CPM Party Congress
The Buddhadeb line gains ground at Coimbatore, but talk of a third front is headed nowhere, reports KA SHAJI
ELECTORAL ARITHMETIC seems to be too much for transformative politics to solve. The 19th Party Congress of the CPM ended with a resolve to take the initiative in floating a national-level third front, but the party seems to have learnt little from the bitter United Front and National Front experiences. General Secretary Prakash Karat and Politburo member Sitaram Yechury preferred to remain silent when asked to name parties with an “alternative platform of policies” that the CPM is looking to tie up with. There have been few takers for the CPM’s offer other than a few members of the now defunct UNPA. Moreover, parties like the DMK, RJD and NCP seem more concerned with continuing with the existing UPA.

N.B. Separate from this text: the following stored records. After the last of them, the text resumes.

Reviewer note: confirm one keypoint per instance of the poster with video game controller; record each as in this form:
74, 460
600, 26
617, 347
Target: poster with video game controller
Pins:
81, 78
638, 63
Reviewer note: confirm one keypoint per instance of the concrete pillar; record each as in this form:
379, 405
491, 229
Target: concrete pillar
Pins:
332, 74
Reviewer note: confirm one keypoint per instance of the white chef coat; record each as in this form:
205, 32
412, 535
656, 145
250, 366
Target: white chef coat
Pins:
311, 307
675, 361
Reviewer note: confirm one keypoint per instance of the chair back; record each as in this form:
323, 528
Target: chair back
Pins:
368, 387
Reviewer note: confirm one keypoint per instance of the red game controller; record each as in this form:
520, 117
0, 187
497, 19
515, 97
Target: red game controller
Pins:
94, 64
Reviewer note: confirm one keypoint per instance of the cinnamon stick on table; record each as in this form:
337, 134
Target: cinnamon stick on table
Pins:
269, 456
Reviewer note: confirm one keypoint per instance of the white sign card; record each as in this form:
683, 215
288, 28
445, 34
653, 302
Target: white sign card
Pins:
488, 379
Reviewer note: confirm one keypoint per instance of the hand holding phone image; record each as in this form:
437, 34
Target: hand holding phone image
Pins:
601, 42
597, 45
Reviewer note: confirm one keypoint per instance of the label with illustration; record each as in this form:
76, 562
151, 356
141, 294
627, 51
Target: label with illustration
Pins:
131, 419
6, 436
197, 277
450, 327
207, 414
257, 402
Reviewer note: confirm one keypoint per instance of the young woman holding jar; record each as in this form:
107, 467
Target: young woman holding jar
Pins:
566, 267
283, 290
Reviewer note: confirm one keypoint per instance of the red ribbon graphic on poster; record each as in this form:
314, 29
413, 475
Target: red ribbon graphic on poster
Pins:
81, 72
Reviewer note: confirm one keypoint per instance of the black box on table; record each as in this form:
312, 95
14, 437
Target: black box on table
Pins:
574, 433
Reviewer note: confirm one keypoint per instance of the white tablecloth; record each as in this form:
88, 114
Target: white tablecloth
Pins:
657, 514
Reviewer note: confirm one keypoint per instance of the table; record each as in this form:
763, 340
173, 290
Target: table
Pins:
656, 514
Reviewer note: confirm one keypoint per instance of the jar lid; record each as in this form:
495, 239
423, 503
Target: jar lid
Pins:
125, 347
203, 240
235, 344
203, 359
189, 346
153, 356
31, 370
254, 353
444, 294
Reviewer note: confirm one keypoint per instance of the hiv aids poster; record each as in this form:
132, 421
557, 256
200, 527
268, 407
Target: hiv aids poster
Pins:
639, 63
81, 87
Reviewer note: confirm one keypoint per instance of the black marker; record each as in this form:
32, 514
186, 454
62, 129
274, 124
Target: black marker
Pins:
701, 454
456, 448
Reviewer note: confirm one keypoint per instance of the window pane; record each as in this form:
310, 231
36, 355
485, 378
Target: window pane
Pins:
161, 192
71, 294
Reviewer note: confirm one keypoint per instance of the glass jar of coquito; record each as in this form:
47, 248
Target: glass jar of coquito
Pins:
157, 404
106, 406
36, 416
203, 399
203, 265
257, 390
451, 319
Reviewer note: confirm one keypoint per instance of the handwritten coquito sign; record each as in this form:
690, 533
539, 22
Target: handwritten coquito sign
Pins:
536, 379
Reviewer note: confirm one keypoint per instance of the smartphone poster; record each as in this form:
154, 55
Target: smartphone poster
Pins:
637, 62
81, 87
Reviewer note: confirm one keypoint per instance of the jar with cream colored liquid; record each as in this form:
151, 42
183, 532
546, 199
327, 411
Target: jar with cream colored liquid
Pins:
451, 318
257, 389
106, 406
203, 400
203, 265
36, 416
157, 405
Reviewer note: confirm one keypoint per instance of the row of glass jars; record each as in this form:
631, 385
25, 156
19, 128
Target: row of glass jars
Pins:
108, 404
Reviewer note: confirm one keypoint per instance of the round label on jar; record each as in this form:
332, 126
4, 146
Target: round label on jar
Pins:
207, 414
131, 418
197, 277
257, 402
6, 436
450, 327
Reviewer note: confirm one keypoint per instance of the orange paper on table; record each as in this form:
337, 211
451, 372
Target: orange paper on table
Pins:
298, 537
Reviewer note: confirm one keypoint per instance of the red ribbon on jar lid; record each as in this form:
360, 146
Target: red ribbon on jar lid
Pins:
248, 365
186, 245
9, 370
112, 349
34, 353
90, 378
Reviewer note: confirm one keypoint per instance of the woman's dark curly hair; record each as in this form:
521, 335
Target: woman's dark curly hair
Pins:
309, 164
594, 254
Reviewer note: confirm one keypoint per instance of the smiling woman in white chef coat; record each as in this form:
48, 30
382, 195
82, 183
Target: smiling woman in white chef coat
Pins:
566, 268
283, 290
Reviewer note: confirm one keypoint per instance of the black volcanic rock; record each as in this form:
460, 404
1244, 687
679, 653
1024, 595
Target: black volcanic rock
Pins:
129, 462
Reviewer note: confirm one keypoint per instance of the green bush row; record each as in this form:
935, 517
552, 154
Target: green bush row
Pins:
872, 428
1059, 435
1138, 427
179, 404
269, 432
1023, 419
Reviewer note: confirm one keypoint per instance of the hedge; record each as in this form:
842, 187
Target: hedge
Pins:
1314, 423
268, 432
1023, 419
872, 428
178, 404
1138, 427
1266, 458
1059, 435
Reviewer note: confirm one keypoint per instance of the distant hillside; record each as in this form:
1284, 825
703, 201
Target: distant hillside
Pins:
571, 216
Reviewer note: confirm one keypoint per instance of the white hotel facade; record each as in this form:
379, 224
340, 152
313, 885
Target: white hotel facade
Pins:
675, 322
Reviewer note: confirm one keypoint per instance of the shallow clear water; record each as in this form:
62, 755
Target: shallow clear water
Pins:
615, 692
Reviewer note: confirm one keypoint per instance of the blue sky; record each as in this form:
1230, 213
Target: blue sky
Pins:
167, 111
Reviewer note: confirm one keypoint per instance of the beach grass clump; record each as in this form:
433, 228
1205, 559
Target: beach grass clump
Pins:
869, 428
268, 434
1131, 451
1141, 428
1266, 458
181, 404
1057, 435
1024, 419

In Karnataka, the fiasco of the Janata Dal (Secular)’s alliance with the BJP is making the comrades nervous of approaching it. And delegates from Andhra Pradesh and UP complained that Chandrababu Naidu and Mulayam Singh Yadav were even more neo-liberal than the Congress. In such a situation, talk of a third alternative and transformative politics remains so much rhetoric. Why not, then, initiate dialogue with the Maoist outfits, which share the CPM’s concerns on imperialism, Hindutva and neo-liberalism? Sitaram Yechury confronted this question on the first day of the congress by saying that there cannot be a dialogue with them until they lay down arms. However, there was no reply when asked about the CPM’s refusal to accept the disarming of Maoist groups in Nepal as a precondition for their entering into a dialogue with mainstream parties there.
Nor was there any talk of aligning with people’s movements or including civil society groups into the third alternative.The growing clout of Buddhadeb Bhattacharya in the party is preventing such a dialogue. The congress also showed little care for Left unity. Though CPI general secretary AB Bardhan was a guest of honour at the inaugural function, no leader of the other Left parties — RSP and Forward Bloc — was invited. In its organisational report, the CPM even stressed the need for fighting the RSP and Forward Bloc “politically and organisationally”.
The congress, which marked an end of the Jyoti Basu-Harkishan Singh Surjeet era, was also reflective of the CPM’s changed perspective on FDI, industrialisation and displacement. The CPM’s stand that it alone will not be able to stop SEZs came as a rude shock to nine delegates from Maharashtra who wanted a blanket ban on them. The elevation to the Politburo of West Bengal Industry Minister Nirupam Sen, the architect aggressive economic reforms, is another example. A second new face in the Politburo is Kerala Home Minister Kodiyeri Balakrishnan, a similar proponent of “reform”.